RadioShack sales shot up 19% to $289.6 million while same-store sales soared 18%, said Tandy, the retailer’s corporate parent. President/CEO Len Roberts attributed the glad tidings to continued “robust” consumer spending and a “favorable” product cycle, and predicted strong second quarter earnings based on those trends.

Meanwhile, on the mass merchant front:

Bradlees said sales grew 6.9% to $99.7 million for the four weeks ended May 1, and rose 10.7% to $324.8 million for the 13-week first quarter. By comparison, comparable store sales were up a respectable 7.8% for the month and 12.6% for the first quarter.

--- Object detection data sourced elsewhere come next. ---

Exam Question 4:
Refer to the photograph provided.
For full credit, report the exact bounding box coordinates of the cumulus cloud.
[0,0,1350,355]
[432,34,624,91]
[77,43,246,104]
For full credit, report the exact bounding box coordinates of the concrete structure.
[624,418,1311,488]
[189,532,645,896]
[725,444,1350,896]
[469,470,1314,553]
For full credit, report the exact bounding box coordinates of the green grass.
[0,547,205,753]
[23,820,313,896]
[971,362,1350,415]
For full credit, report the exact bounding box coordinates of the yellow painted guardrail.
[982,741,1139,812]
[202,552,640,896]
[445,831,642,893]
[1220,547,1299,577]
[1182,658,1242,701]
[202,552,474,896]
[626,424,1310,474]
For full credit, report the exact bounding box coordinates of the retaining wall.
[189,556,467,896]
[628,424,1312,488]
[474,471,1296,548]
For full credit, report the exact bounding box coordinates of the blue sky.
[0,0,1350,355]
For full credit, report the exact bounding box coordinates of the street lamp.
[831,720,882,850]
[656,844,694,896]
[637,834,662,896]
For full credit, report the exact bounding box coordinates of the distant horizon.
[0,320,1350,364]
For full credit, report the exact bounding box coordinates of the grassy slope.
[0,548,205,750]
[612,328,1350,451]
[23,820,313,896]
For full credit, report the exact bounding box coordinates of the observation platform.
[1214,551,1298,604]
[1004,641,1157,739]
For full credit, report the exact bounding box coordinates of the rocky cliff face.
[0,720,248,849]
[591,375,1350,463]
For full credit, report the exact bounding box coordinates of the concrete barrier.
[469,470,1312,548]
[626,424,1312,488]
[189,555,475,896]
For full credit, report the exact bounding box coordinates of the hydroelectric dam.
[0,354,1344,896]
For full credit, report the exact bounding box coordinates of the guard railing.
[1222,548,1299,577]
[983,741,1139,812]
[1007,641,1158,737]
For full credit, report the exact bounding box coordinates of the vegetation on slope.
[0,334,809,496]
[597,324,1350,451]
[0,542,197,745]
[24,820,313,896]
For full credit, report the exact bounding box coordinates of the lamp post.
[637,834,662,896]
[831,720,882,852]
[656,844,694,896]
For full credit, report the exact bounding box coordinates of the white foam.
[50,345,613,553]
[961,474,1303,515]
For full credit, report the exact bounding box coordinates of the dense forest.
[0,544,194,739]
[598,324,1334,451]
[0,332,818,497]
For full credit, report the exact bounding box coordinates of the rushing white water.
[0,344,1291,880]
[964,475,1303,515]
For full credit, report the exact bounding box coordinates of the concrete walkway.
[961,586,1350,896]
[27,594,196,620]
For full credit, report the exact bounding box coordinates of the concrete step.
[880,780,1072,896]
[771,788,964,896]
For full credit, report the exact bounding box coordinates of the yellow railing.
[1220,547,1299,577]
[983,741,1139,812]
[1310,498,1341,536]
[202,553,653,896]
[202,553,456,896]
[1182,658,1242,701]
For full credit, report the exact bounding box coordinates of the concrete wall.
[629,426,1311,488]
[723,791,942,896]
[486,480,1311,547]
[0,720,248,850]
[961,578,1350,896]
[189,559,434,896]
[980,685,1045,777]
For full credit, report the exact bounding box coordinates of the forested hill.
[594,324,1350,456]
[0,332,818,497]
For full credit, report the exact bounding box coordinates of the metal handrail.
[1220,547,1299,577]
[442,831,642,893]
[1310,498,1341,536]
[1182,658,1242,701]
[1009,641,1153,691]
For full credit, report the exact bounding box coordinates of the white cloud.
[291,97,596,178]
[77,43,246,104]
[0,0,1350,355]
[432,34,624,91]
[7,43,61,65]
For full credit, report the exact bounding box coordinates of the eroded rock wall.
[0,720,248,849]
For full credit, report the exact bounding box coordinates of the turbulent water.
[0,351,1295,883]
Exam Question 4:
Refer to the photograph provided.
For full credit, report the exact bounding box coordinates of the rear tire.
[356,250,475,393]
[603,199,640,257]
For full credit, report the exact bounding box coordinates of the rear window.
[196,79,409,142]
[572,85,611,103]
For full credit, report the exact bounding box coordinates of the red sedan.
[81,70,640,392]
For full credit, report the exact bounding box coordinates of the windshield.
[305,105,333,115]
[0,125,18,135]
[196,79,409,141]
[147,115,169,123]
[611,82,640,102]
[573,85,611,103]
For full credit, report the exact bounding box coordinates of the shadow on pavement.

Chairman/CEO Peter Thorner said double-digit increases in sales of consumer electronics and other hardline categories contributed to the robust revenues, as did the loss of regional competitor Caldor. “The former Caldor customers we are attracting provided a substantial sales lift,” he said, “and we are establishing Bradlees as a value-oriented, discount department store of choice.”

Kmart said total store sales increased 7.3% to $2.75 billion for the four weeks ended April 28, while comp-store sales rose 5.7% for the period. Chief executive Floyd Hall pointed to consumer electronics as one of a handful of categories that showed “particular strength” for the month.

Sears said sales fell 5.6% to $2.2 billion for the four weeks ended May 1, while comp store revenue was off 0.9% compared to a 3.9% increase during the year-ago period. Chairman/CEO Arthur Martinez said hardgood results in Sears’ full-line stores were led by “solid sales of home appliances and electronics, with washers, dryers, refrigerators and big-screen TVs being top performers.” But their strong performance was offset by softer apparel sales due in part to an earlier Easter, he said.

On the software side, Musicland chairman/CEO Jack Eugster said “continued strength in the CD, video game and electronics categories” could not offset the impact of the early Easter, which contributed to a 0.9% slowdown in sales to $110.5 million for the four weeks ended May 1. Comp-store sales were similarly down 0.2% for the period. By contrast, total sales for the store’s fiscal calendar month of April, which included three pre-Easter shopping days, had a comparable increase of 4.8%, Eugster said.

Elsewhere, specialty niche retailer Sharper Image said total store sales increased 17% to $10.3 million and comparable store revenue rose 11% last month, thanks to its high-margin proprietary products. Factoring in sales from its catalog and Internet operations, total sales at Sharper Image grew 21% to $14.6 million.